When I’m in the early stages of developing a new nonfiction book idea, I always spend time envisioning exactly what I think/hope/believe my completed book will look like. I do this for three simple reasons:
1. It helps me get clearer on exactly what I’m hoping to create, which facilitates moving forward
2. It gives me insights into how to easily convey my vision to whoever I’m pitching (my agent, publishers, etc.)
3. When I can visualize something, I’m more likely to get my energy in alignment around creating it
8 CONSIDERATIONS FOR ENVISIONING YOUR COMPLETED BOOK
If you’re like most would-be authors, you love books, so this pre-writing step should be creative and fun, kind of like the literary equivalent of sampling all the items on the menu at a favorite restaurant. All you’ve got to do is head to your local bookstore when you have a few hours at your disposal and dig in.
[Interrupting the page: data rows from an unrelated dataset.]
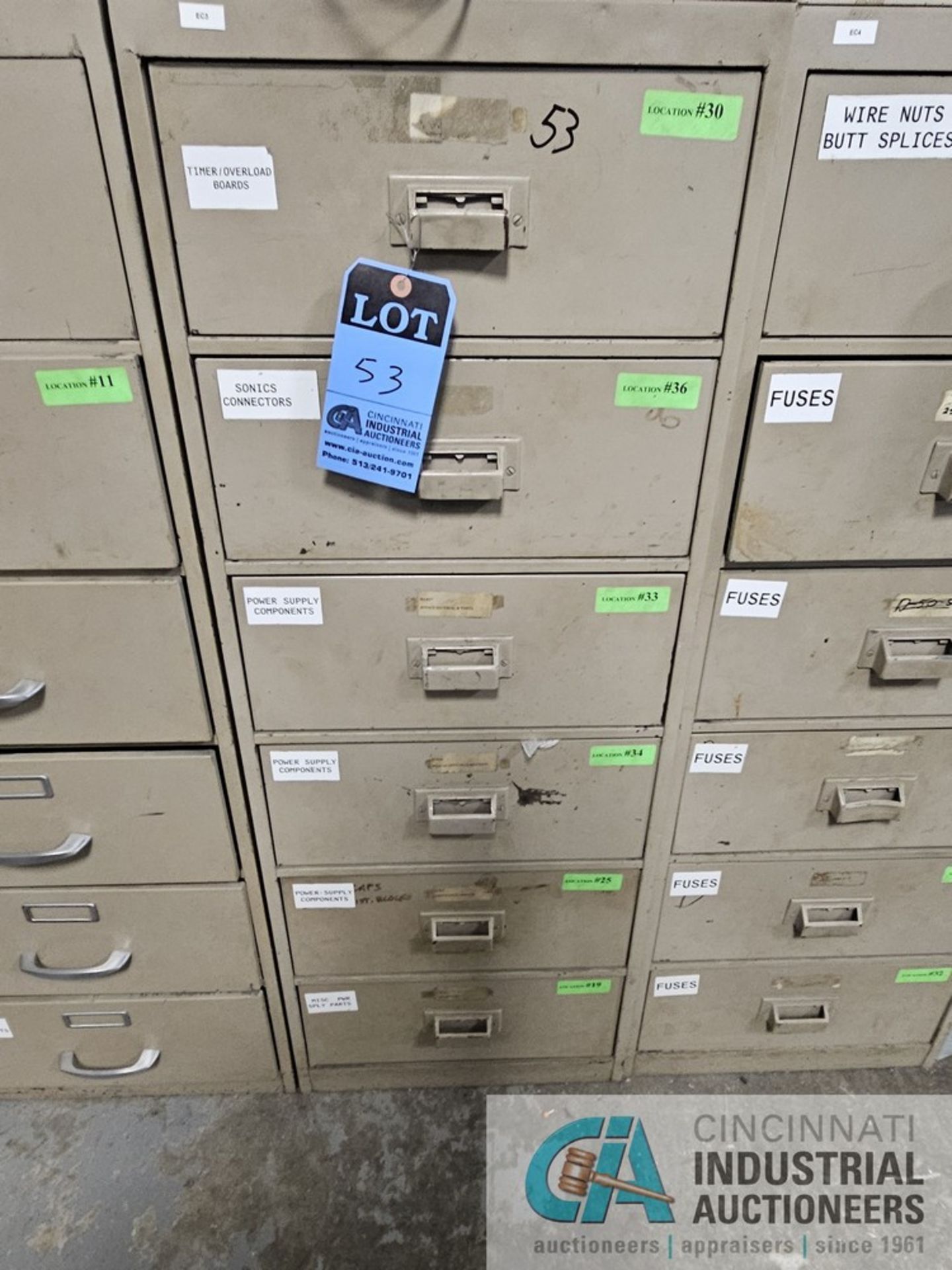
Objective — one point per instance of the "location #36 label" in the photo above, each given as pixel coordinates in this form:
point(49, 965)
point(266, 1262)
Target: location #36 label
point(390, 345)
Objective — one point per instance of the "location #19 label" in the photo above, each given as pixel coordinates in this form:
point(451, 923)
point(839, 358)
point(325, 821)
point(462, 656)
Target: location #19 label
point(390, 345)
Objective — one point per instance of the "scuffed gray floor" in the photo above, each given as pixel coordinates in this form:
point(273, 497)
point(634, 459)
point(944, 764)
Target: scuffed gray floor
point(335, 1181)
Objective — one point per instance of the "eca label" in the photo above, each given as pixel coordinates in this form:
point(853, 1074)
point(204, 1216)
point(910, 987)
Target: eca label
point(801, 398)
point(753, 597)
point(390, 345)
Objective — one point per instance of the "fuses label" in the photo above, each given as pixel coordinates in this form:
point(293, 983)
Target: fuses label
point(230, 178)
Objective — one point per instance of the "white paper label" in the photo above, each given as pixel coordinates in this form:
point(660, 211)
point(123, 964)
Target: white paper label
point(801, 398)
point(240, 178)
point(284, 606)
point(206, 17)
point(714, 759)
point(324, 894)
point(753, 597)
point(305, 765)
point(852, 32)
point(902, 126)
point(270, 394)
point(696, 883)
point(329, 1002)
point(677, 984)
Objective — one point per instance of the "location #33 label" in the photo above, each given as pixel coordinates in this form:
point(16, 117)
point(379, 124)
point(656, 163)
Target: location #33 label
point(390, 345)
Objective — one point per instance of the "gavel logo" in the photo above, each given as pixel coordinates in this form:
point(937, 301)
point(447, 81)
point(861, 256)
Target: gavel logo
point(579, 1174)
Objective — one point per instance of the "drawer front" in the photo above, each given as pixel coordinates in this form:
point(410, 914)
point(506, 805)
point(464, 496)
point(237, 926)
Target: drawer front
point(60, 262)
point(546, 262)
point(451, 1017)
point(800, 494)
point(843, 642)
point(641, 460)
point(139, 939)
point(116, 658)
point(451, 652)
point(815, 792)
point(513, 920)
point(441, 802)
point(766, 1006)
point(111, 513)
point(832, 906)
point(823, 280)
point(113, 820)
point(138, 1044)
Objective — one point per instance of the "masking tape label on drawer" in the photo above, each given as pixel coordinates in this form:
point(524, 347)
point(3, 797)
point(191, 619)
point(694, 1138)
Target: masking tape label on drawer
point(593, 882)
point(249, 394)
point(698, 116)
point(204, 17)
point(754, 597)
point(633, 600)
point(305, 765)
point(713, 759)
point(896, 126)
point(903, 605)
point(230, 178)
point(331, 1002)
point(801, 398)
point(284, 606)
point(681, 392)
point(582, 987)
point(677, 984)
point(696, 883)
point(95, 385)
point(324, 894)
point(926, 974)
point(622, 756)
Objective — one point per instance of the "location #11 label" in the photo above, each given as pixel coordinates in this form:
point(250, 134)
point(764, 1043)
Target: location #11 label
point(390, 345)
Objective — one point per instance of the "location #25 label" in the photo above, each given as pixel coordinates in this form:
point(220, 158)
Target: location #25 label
point(390, 345)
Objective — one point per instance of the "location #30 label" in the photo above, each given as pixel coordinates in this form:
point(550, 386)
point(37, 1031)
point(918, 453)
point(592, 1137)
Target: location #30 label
point(390, 345)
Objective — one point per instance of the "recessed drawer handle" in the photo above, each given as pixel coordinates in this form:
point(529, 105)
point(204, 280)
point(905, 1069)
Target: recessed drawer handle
point(22, 693)
point(797, 1016)
point(113, 964)
point(70, 849)
point(832, 917)
point(71, 1066)
point(923, 653)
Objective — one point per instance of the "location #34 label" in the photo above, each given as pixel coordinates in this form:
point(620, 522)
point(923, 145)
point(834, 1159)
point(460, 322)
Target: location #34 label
point(390, 345)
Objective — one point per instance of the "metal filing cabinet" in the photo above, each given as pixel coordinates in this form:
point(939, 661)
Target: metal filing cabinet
point(469, 718)
point(130, 959)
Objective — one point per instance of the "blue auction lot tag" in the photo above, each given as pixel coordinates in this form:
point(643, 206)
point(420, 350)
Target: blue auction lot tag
point(390, 345)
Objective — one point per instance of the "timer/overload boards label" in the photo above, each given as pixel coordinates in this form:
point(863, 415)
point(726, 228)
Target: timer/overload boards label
point(903, 126)
point(390, 345)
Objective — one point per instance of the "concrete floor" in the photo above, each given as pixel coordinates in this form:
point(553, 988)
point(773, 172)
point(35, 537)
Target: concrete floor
point(335, 1181)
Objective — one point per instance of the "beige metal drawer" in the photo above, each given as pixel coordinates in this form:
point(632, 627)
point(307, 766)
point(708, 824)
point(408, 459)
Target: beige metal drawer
point(126, 940)
point(61, 272)
point(113, 818)
point(879, 265)
point(441, 1019)
point(457, 652)
point(462, 164)
point(98, 662)
point(444, 802)
point(855, 465)
point(763, 1006)
point(826, 643)
point(499, 476)
point(815, 792)
point(80, 484)
point(822, 907)
point(138, 1044)
point(374, 922)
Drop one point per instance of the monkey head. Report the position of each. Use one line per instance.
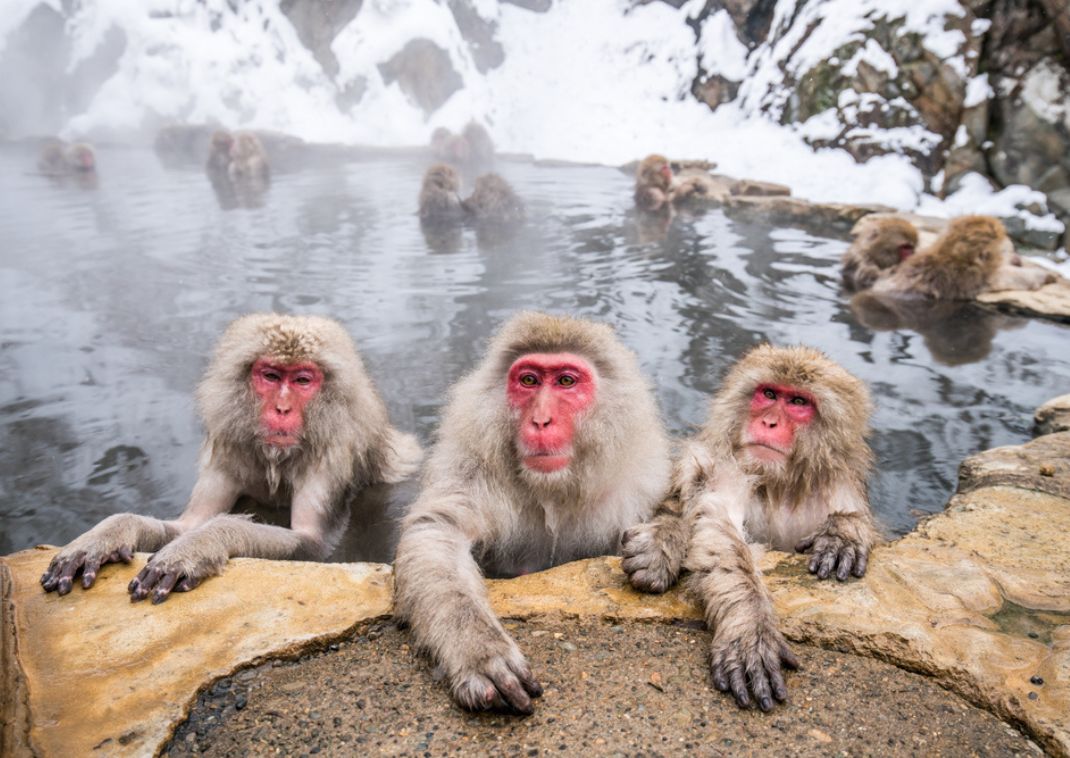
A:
(887, 242)
(80, 157)
(549, 393)
(284, 390)
(654, 171)
(442, 177)
(792, 414)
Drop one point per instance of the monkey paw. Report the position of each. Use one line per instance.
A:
(752, 654)
(500, 682)
(112, 541)
(832, 550)
(648, 563)
(66, 564)
(177, 567)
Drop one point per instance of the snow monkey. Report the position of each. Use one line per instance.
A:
(781, 460)
(653, 184)
(292, 420)
(880, 244)
(547, 452)
(439, 198)
(972, 256)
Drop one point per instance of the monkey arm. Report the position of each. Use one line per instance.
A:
(654, 551)
(439, 591)
(843, 542)
(748, 649)
(202, 551)
(119, 536)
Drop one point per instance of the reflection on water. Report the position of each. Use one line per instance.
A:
(110, 300)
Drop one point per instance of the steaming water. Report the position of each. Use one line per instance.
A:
(112, 298)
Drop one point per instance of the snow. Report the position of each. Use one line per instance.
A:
(597, 80)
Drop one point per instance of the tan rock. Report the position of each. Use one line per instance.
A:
(978, 597)
(1053, 417)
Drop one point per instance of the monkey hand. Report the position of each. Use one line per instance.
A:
(495, 677)
(746, 651)
(111, 541)
(179, 566)
(840, 545)
(647, 561)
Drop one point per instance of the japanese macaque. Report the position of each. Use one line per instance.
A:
(880, 245)
(972, 256)
(547, 452)
(248, 162)
(292, 421)
(58, 158)
(653, 184)
(439, 198)
(782, 460)
(472, 150)
(493, 200)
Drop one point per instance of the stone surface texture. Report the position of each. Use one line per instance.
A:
(977, 597)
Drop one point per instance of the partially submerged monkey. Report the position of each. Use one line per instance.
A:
(547, 452)
(782, 460)
(292, 421)
(972, 256)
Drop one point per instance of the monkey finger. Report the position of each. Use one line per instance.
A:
(164, 587)
(827, 562)
(845, 563)
(739, 687)
(861, 562)
(760, 684)
(788, 657)
(89, 573)
(633, 563)
(187, 582)
(777, 682)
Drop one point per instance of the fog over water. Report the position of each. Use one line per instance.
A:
(111, 298)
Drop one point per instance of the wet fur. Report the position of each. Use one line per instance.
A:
(728, 503)
(482, 511)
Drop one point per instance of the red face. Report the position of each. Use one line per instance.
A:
(550, 392)
(776, 413)
(284, 389)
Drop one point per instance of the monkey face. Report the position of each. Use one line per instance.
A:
(549, 393)
(284, 390)
(776, 414)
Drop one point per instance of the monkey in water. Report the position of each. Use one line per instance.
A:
(782, 460)
(292, 421)
(546, 453)
(972, 256)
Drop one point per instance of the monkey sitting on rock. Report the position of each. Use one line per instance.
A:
(972, 256)
(782, 460)
(292, 421)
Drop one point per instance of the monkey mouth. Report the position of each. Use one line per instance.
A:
(548, 461)
(766, 453)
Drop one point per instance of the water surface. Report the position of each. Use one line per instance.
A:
(111, 298)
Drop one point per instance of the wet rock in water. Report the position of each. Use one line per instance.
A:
(1053, 417)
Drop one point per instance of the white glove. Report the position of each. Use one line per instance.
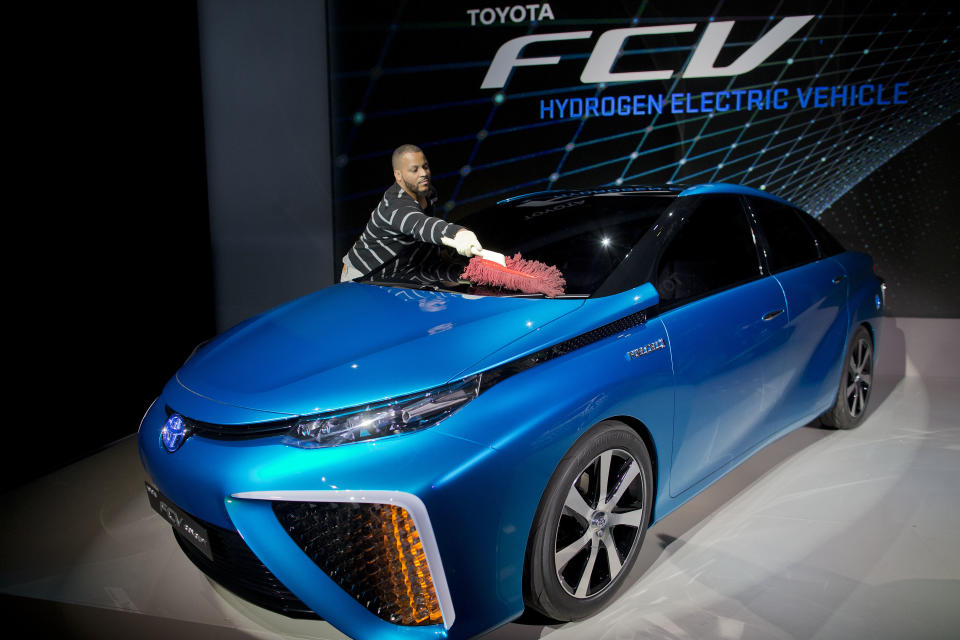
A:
(465, 242)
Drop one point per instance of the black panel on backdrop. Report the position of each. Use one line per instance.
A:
(905, 214)
(841, 88)
(115, 270)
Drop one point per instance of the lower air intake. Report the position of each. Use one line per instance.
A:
(373, 551)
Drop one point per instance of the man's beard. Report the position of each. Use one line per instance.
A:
(414, 187)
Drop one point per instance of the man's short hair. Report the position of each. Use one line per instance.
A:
(402, 150)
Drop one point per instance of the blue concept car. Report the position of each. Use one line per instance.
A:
(411, 456)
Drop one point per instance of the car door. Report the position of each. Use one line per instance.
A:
(804, 378)
(722, 317)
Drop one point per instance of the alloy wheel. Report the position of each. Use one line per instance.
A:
(859, 377)
(601, 521)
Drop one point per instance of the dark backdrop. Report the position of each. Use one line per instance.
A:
(110, 286)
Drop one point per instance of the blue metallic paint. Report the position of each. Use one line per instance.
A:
(481, 473)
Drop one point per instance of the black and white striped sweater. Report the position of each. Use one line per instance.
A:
(394, 225)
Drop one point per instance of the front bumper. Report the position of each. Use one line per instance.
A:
(234, 486)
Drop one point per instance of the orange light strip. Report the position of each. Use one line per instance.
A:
(407, 562)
Pick a section (typically the one you think your book would be shelved in, but this doesn’t have to be the case), pull up some carpet, hunker down in an aisle, and start exploring. As you do so, take note of the following considerations for each book you examine:
- Length: Page count, chapter count
- Format: Hardcover, paperback, coffee table book, etc.
- Trim Size: Standard size (trade paperback, mass market paperback, etc), square, unusually large or small
- Price Point: Retail cost noted on back of book
- Cover: Bold, subtle, highly designed, minimalist
- Photographs and/or Images: Color, B&W, etc.
- Gimmicks: Any unique, essential feature (interactive pullouts, cut-outs, etc.)
- Design: Any recurring interior features, unusual approaches, look and feel, general design aesthetic
After you’ve completed your bookstore field trip, take some time to map out your thinking on each of these elements as they relate to your book. Click here to download an interactive worksheet you can use as you go you through this step.
Sometimes? If I’m feeling really excited? I’ll even design a cover for the finished book, complete with a made-up blurb on the front cover from someone like, oh, I don’t know … Oprah … print it out, and tack it on the wall in my office. (Hey, don’t judge. Writing a book isn’t easy. I do what I need to do to stay motivated and focused about what I’m working toward.)